Example 4.4. build-jar-repository results
[bob@sys dir]$ export JAVA_HOME=/usr/lib/jvm/java-1.3.1-blackdown [bob@sys dir]$ build-jar-repository lib jsse javamail/mailapi [bob@sys dir]$ build-jar-repository lib jaxp_parser_impl [bob@sys dir]$ tree lib [nim@rousalka nim]$ tree lib lib |-- [javamail][mailapi].jar -> /usr/share/java/javamail/mailapi.jar |-- [jaxp_parser_impl].jar -> /usr/share/java/jaxp_parser_impl.jar |-- [jsse]jcert-1.0.3.01.jar -> /usr/share/java-1.3.1/jsse/jcert-1.0.3.01.jar |-- [jsse]jcert.jar -> /usr/share/java-1.3.1/jsse/jcert.jar |-- [jsse]jnet-1.0.3.01.jar -> /usr/share/java-1.3.1/jsse/jnet-1.0.3.01.jar |-- [jsse]jnet.jar -> /usr/share/java-1.3.1/jsse/jnet.jar |-- [jsse]jsse-1.0.3.01.jar -> /usr/share/java-1.3.1/jsse/jsse-1.0.3.01.jar `-- [jsse]jsse.jar -> /usr/share/java-1.3.1/jsse/jsse.jar
rebuild-jar-repository [[-s] | [--soft] | [--symbolic] | [-h] | [--hard] | [-c] | [--copy]] {directory}
The rebuild-jar-repository command refreshes a jar repository created using build-jar-repository.

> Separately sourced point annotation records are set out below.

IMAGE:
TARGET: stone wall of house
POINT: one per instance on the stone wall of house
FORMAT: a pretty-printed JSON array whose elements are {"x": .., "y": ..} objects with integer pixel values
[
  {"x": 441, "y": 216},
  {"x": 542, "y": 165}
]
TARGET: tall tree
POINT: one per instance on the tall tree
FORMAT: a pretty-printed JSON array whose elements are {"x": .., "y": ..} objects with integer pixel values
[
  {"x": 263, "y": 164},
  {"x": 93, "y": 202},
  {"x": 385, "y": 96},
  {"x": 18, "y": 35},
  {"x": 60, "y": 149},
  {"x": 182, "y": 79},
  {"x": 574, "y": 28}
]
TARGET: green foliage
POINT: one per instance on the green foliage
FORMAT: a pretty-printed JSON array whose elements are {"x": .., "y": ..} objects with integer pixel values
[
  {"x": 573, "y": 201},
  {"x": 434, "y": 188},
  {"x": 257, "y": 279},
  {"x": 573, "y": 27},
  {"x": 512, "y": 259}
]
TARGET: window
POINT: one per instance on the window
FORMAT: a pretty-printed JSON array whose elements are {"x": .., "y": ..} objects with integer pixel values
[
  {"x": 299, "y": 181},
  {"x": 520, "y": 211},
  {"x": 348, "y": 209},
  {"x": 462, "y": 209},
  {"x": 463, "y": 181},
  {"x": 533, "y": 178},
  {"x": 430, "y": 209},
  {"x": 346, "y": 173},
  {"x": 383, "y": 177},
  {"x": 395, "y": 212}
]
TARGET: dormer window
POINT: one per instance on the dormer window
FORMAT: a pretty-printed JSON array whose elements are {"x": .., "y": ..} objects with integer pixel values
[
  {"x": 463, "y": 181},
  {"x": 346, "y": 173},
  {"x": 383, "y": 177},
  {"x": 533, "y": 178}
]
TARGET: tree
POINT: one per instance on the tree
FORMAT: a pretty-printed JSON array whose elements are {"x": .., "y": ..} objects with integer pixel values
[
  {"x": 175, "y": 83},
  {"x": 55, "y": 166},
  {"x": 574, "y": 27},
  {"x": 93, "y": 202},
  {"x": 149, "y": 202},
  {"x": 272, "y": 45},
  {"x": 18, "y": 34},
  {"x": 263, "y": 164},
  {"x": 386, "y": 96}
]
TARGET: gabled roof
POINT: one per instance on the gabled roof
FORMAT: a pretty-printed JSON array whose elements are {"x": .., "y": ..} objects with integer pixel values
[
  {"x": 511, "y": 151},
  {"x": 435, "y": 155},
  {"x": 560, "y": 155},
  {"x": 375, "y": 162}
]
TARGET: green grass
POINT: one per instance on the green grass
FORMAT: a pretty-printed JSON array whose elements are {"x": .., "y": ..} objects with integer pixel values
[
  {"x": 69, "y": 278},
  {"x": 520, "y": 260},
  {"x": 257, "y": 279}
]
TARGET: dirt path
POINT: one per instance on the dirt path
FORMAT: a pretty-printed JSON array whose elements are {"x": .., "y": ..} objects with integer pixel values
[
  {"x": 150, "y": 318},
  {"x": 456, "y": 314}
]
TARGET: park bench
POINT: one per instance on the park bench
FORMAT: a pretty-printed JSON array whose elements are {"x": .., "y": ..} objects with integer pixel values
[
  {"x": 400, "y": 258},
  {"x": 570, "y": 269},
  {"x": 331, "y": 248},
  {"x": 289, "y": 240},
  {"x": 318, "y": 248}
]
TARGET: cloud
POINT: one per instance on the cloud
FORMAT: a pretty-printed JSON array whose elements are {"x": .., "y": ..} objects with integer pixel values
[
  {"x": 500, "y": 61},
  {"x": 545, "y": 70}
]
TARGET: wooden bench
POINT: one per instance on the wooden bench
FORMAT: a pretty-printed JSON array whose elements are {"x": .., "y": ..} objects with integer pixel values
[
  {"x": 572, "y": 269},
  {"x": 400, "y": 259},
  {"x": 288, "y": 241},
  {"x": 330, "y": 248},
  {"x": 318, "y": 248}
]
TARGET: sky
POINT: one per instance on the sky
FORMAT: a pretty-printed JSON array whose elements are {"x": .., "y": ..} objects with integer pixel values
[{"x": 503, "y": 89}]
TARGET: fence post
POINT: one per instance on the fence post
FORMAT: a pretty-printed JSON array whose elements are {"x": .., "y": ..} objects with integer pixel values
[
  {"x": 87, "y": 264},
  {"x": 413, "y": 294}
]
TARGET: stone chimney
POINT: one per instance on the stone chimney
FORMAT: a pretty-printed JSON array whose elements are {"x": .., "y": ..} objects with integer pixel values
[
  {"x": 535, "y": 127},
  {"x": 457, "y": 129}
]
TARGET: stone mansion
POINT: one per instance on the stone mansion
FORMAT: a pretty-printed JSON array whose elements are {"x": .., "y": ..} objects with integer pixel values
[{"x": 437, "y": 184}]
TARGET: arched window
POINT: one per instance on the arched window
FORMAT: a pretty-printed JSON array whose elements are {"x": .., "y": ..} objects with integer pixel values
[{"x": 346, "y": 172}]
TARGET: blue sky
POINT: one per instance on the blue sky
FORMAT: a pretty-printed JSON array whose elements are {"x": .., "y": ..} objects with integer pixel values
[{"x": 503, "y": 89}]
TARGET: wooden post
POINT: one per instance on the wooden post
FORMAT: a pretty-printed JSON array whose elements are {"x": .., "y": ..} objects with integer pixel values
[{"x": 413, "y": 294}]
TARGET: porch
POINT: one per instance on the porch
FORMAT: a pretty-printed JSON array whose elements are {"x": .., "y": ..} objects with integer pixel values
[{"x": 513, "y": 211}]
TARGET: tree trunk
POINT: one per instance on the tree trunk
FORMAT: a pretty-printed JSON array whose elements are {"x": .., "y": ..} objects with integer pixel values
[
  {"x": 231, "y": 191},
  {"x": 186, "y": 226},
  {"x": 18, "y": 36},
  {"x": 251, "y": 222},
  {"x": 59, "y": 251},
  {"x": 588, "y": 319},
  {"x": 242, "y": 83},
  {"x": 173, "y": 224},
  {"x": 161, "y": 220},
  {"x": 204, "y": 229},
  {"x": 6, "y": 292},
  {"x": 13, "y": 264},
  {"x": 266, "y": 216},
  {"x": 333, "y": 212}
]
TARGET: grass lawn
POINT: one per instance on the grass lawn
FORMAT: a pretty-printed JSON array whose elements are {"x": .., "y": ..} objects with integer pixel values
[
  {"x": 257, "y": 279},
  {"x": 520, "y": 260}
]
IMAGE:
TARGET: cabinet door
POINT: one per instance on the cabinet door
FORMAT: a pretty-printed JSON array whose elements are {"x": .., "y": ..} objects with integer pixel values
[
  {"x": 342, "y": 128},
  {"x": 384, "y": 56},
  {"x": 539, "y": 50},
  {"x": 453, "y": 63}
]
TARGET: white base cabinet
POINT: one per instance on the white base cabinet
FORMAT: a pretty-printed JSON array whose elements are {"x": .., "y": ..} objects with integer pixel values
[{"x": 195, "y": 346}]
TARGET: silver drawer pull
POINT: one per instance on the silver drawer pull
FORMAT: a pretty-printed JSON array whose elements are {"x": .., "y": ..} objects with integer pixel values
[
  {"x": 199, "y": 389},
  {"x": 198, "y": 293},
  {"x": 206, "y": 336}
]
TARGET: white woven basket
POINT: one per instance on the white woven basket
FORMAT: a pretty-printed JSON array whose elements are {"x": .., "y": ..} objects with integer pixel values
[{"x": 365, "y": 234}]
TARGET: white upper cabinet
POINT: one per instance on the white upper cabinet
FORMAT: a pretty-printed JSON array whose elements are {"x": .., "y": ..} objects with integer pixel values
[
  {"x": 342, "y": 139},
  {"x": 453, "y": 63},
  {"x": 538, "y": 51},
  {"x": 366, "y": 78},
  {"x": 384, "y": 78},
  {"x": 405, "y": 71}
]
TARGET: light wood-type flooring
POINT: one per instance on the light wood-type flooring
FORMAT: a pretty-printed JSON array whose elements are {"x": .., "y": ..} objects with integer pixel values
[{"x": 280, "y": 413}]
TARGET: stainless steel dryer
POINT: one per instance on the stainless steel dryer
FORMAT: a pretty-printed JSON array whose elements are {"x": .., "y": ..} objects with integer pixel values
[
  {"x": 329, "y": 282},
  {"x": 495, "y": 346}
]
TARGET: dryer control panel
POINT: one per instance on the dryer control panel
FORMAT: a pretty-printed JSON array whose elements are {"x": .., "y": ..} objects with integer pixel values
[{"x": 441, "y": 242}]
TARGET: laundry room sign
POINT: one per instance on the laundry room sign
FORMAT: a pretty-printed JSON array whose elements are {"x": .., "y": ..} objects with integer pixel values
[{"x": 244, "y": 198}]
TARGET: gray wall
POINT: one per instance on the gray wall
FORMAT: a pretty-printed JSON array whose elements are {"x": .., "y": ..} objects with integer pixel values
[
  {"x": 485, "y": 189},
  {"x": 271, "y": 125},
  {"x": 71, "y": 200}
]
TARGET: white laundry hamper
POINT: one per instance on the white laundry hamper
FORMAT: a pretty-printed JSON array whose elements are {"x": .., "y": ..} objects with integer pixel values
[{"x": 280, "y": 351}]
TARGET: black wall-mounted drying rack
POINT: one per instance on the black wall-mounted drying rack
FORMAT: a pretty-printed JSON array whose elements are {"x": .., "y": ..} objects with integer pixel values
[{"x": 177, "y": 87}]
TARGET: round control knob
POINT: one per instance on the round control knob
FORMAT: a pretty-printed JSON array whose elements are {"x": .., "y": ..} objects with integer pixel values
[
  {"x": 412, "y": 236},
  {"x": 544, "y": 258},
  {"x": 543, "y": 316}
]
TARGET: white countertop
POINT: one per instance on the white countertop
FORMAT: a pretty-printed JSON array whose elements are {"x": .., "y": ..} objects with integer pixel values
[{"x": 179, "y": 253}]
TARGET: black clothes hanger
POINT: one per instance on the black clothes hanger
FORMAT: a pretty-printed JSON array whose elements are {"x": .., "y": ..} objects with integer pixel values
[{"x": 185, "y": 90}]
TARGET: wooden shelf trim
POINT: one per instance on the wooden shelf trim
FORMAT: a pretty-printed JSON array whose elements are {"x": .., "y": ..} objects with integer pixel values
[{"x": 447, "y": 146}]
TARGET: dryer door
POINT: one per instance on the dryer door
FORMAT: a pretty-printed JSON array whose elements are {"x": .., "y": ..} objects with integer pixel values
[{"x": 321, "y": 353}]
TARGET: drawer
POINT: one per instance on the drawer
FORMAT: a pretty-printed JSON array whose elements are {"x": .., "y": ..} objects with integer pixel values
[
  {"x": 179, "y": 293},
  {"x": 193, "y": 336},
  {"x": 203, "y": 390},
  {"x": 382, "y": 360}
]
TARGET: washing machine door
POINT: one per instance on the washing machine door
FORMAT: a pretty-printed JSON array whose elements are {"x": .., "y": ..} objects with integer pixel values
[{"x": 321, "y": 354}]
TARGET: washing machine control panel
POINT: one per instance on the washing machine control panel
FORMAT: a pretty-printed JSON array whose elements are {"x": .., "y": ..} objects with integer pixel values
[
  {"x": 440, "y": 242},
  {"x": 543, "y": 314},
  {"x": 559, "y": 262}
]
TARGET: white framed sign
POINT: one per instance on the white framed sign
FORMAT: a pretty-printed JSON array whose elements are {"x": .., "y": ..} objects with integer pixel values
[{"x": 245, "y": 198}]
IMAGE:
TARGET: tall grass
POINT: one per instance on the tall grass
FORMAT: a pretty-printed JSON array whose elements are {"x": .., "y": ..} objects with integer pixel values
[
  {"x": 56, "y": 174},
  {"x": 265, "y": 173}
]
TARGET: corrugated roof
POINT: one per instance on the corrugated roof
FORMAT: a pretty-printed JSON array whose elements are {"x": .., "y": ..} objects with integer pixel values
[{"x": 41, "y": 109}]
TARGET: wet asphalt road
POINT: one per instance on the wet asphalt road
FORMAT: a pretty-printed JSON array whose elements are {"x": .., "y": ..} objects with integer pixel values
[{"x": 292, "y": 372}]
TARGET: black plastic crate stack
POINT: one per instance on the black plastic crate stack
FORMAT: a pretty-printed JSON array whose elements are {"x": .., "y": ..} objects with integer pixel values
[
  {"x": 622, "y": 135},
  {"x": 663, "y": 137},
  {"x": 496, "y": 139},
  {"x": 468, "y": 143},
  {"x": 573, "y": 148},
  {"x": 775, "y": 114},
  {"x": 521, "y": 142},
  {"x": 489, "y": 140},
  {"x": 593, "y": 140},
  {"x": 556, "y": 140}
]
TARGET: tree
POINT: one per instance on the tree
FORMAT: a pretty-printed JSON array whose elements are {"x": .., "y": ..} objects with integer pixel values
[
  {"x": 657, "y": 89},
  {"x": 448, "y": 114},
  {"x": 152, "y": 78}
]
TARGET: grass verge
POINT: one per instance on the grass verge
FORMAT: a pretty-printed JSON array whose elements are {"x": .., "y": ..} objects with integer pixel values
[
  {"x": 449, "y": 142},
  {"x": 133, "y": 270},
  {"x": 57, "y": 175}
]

It takes a directory name as argument, and is intended to be run after $JAVA_HOME was changed to insure all symlinked jar files are still compatible with the new JVM. The same optional arguments as build-jar-repository can be used to specify the kind of link to use.
The very specific naming of the symbolic links used by build-jar-repository and rebuild-jar-repository makes it possible to mix automated links with manual links and normal files in directories handled by those commands. The scripts will only change their own links.
Example 4.5. rebuild-jar-repository results
[bob@sys dir]$ export export JAVA_HOME=/usr/lib/jvm/java-1.4.1-sun [bob@sys dir]$ rebuild-jar-repository lib [bob@sys dir]$ tree lib lib |-- [javamail][mailapi].jar -> /usr/share/java/javamail/mailapi.jar |-- [jaxp_parser_impl].jar -> /usr/share/java/jaxp_parser_impl.jar `-- [jsse].jar -> /usr/lib/jvm-exports/java-1.4.1-sun/jsse.jar
rebuild-jar-repository will still create a symbolic link unlike build-jar-repository. This choice was made to avoid corrupting the element list when selecting an incomplete java system[9]. The created symbolic link points to a bogus location and should always be "broken".